Cumberland Times-News

Local News

July 5, 2010

Tractor mechanic makes house calls

Parked for years, late farmer’s favorite rig runs once again

— CAPON BRIDGE, W.Va. — For two years, Steve Slonaker didn’t move his father Bill’s favorite tractor, a 1950s Oliver Super 77, from the spot where Bill parked it shortly before he died.

“He drove it in there and parked it and I’ve never touched it,” Slonaker said, standing next to a machine shed on the Hampshire County farm that’s been in his family since at least the Civil War. “That’s where he left it the last day he used it.”

Slonaker said he didn’t have the heart to move the Oliver. Eventually it became unmovable, as neglect left the antique machine unable to start.

All that changed last week, when Slonaker called on the expertise of traveling mechanic Ted Kalvitis.

Kalvitis, of Augusta, W.Va., drives from farm to farm in an old black pickup, repairing broken-down tractors like a doctor making house calls. He began working as a tractor mechanic full time in the 1980s.

“At that time if you were working on tractors, you were working on antiques,” Kalvitis said. And he continues to spend much of his time repairing antique equipment, specializing, as he explained in one article, in machines that “can’t be moved.”

Machines like the Oliver, which Kalvitis was eventually able to fire up and back out of the shed, for the first time in years.

The Slonakers’ Oliver and Kalvitis’ work to resurrect it will be featured in a West Virginia public broadcasting production scheduled to be released in mid-2011. A crew filmed Kalvitis’ visit to the Slonaker farm and the story behind the Oliver as one segment of a documentary about farm tractors and why people treasure them.
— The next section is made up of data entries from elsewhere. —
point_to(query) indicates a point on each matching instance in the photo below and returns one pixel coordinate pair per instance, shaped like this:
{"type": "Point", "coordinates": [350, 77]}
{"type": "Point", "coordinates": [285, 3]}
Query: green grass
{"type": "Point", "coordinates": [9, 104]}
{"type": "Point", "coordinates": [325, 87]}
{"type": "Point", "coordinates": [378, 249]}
Producer Chuck Klein found the perfect guide for the documentary in Kalvitis, who years ago began writing about his visits to clients and his observations about life as a traveling mechanic.
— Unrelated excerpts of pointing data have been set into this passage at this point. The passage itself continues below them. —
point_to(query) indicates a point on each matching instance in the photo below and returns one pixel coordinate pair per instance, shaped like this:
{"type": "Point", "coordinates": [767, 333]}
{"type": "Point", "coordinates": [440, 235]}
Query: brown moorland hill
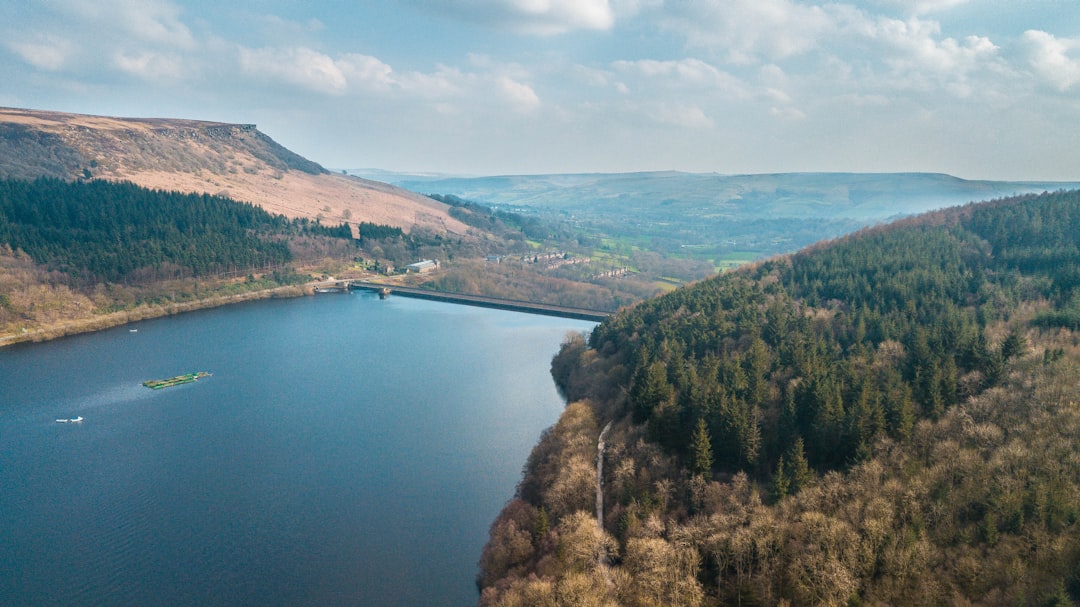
{"type": "Point", "coordinates": [190, 156]}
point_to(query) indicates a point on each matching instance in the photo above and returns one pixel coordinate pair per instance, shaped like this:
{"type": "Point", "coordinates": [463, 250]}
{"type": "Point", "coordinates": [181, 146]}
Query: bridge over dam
{"type": "Point", "coordinates": [513, 305]}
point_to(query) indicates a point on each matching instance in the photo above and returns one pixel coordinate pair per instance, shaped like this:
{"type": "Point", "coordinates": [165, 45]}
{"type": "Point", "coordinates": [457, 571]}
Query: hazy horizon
{"type": "Point", "coordinates": [972, 89]}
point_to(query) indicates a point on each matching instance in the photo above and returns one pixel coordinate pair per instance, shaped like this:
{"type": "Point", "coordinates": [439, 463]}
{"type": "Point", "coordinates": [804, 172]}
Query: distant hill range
{"type": "Point", "coordinates": [189, 156]}
{"type": "Point", "coordinates": [862, 197]}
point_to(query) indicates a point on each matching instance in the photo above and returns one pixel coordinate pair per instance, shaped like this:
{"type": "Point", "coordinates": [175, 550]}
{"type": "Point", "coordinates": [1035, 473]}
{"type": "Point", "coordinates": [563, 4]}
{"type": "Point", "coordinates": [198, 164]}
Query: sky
{"type": "Point", "coordinates": [977, 89]}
“I started keeping a journal,” Kalvitis said. “More for the sake of remembering what I did to the individual machines than anything.”

But the writing developed into articles and regular columns published in places like Antique Power magazine, Farm & Ranch Living magazine, the Winchester Star, and the now-defunct Capon Valley Chronicle. He’s also written a book soon to be published, titled “Of Grease and Chaff: The Three Seasons of a Country Mechanic.”
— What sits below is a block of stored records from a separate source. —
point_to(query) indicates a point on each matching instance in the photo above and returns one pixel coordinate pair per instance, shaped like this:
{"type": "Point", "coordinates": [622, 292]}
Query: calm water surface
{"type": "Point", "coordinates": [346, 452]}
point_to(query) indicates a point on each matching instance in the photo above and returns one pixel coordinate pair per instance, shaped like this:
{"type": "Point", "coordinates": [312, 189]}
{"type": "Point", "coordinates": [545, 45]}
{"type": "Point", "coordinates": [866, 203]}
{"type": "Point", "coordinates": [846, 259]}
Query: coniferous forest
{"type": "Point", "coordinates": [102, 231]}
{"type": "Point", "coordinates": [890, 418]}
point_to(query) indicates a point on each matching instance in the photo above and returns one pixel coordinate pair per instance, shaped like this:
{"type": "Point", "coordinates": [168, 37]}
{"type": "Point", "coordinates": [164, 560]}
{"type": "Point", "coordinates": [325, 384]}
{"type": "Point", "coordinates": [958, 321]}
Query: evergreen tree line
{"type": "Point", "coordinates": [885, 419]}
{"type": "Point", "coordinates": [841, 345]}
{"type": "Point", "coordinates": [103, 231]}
Klein said the concept for the documentary came to him when a friend mentioned one day that he was “looking for an excuse” just to get out on his tractor.

“It’s the idea of getting on a tractor and taking yourself to a little bit of peacefulness and away time,” Klein said. The film will tell the stories of several farmers from very different walks of life who value their time spent on the farm, and their tractors, for their own particular reasons.

In Slonaker’s case, it’s due largely to the memory of his father’s fondness for the Oliver. It was the second tractor Bill Slonaker ever purchased new when he brought it home in 1955.

“When he grew up as a young man on the farm they worked using horses,” Slonaker said. “The first tractor my granddad bought was an Oliver. I guess that’s why it was special to him, something about that transition from farming with horses to tractors.”